Es obvio que los padres no eligen a los hijos, ni a la inversa. Y que, en este caso, la relación filial no es directa ya que Gallardón está casado con una hija de uno de los ministros que firmó la pena de muerte de Salvador Puig Antich. El tema no es, por tanto, el parentesco. El problema surge con el cara al sol entonado por un grupo de falangistas y la actitud compungida del exministro popular ante los cánticos que se producen a la salida de la iglesia.

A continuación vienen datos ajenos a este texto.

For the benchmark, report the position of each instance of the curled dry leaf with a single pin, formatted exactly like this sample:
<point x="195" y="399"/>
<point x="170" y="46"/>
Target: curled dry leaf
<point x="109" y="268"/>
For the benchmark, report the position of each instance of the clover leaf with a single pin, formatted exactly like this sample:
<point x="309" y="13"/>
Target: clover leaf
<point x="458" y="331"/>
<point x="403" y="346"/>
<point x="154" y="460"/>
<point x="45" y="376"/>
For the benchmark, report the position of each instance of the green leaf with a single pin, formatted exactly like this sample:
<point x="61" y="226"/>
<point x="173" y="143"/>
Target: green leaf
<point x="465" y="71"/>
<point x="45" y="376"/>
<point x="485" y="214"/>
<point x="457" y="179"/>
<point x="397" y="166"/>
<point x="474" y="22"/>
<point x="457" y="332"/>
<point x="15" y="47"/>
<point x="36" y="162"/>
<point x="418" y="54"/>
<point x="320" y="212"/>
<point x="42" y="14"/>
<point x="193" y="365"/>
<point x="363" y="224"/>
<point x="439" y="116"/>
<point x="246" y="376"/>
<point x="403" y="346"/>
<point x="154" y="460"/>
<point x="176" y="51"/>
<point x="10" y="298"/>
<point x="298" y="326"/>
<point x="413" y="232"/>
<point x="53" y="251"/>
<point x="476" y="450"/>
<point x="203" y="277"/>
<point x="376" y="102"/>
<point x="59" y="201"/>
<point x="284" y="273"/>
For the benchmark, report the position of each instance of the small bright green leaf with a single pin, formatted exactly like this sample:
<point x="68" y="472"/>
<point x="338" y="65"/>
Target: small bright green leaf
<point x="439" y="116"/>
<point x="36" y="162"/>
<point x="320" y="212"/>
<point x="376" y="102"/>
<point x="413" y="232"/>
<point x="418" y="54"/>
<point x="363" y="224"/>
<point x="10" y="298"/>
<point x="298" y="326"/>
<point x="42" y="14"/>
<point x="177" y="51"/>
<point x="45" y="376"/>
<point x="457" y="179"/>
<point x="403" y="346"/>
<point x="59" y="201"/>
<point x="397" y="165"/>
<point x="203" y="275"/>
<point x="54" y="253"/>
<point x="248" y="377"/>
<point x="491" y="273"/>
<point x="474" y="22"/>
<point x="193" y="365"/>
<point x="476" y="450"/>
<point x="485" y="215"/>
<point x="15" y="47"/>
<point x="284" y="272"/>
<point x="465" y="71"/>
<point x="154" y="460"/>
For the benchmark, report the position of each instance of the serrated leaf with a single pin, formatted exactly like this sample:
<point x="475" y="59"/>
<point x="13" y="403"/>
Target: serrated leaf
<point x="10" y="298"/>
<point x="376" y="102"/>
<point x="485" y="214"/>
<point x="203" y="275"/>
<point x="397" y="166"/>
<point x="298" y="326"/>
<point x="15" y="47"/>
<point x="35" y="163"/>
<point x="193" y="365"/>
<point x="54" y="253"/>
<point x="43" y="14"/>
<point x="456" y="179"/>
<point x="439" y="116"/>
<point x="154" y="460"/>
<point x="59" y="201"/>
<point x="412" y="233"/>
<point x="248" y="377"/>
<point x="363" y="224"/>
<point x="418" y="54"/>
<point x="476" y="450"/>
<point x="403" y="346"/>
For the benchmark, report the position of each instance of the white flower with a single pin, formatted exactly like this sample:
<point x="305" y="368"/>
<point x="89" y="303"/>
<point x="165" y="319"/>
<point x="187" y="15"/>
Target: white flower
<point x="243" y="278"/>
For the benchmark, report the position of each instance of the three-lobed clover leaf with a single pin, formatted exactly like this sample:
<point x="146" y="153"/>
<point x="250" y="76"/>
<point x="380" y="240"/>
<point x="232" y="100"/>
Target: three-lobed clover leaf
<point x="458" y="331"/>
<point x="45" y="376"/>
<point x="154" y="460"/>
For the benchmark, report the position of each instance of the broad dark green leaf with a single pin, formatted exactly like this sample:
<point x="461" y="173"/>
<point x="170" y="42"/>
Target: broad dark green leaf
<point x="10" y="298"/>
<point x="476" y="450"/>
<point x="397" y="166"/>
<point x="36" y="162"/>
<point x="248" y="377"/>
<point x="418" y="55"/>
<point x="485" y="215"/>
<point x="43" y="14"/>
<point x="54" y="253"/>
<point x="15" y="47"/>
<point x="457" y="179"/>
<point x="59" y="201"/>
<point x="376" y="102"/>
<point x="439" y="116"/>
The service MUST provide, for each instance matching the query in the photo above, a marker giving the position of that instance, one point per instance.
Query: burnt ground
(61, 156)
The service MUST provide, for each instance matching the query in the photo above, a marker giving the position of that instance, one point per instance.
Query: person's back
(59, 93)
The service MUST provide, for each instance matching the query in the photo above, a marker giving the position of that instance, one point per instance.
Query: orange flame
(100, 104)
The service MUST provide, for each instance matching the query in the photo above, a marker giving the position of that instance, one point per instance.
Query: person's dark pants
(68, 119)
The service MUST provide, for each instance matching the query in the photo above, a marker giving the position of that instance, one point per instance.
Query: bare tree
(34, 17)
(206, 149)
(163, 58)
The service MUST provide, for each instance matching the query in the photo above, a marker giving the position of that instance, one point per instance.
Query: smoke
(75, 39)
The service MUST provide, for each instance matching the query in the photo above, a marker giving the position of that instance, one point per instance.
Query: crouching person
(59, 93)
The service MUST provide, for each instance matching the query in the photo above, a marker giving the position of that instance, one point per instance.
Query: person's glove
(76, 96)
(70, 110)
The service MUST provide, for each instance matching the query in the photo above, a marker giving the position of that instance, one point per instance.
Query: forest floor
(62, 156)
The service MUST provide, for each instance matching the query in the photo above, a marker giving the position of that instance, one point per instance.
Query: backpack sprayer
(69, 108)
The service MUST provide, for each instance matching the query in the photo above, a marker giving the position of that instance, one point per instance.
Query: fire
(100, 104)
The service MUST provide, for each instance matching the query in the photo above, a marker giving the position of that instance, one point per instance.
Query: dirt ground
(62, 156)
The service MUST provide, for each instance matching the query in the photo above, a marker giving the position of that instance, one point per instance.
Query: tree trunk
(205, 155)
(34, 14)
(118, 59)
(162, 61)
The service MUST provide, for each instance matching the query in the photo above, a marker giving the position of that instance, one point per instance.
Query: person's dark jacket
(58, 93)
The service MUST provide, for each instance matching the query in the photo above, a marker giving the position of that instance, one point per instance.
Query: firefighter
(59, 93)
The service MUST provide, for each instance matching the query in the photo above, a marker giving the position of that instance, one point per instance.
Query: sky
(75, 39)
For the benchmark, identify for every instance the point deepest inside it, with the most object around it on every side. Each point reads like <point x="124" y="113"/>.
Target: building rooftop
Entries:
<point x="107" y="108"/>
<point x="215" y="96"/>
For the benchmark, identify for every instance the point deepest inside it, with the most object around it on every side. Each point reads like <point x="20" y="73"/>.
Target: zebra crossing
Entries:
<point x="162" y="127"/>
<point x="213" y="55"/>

La preocupación también surge con la normalidad que estos sucesos han impactado en el Madrid político y también en el mediático. Incluso uno de sus diarios de referencia, el ABC, despedía este domingo al finado con una doble página más propia de los años de la dictadura que incluía un artículo de Gallardón glosando la figura de su suegro. Hablando de los principios de Utrera Molina, Gallardón señala que "el apego a unos principios no se transformó nunca en rencor hacia el adversario ya que nunca vivió estrangulado por la intolerancia".

No hace falta seguir con este y otros artículos. Pero el simple hecho de haber firmado en un Consejo de Ministros una injusta pena de muerte debería obligar a Gallardón a un mínimo de decencia. Es ese vergonzoso silencio cómplice el que hace de España una democracia de baja intensidad.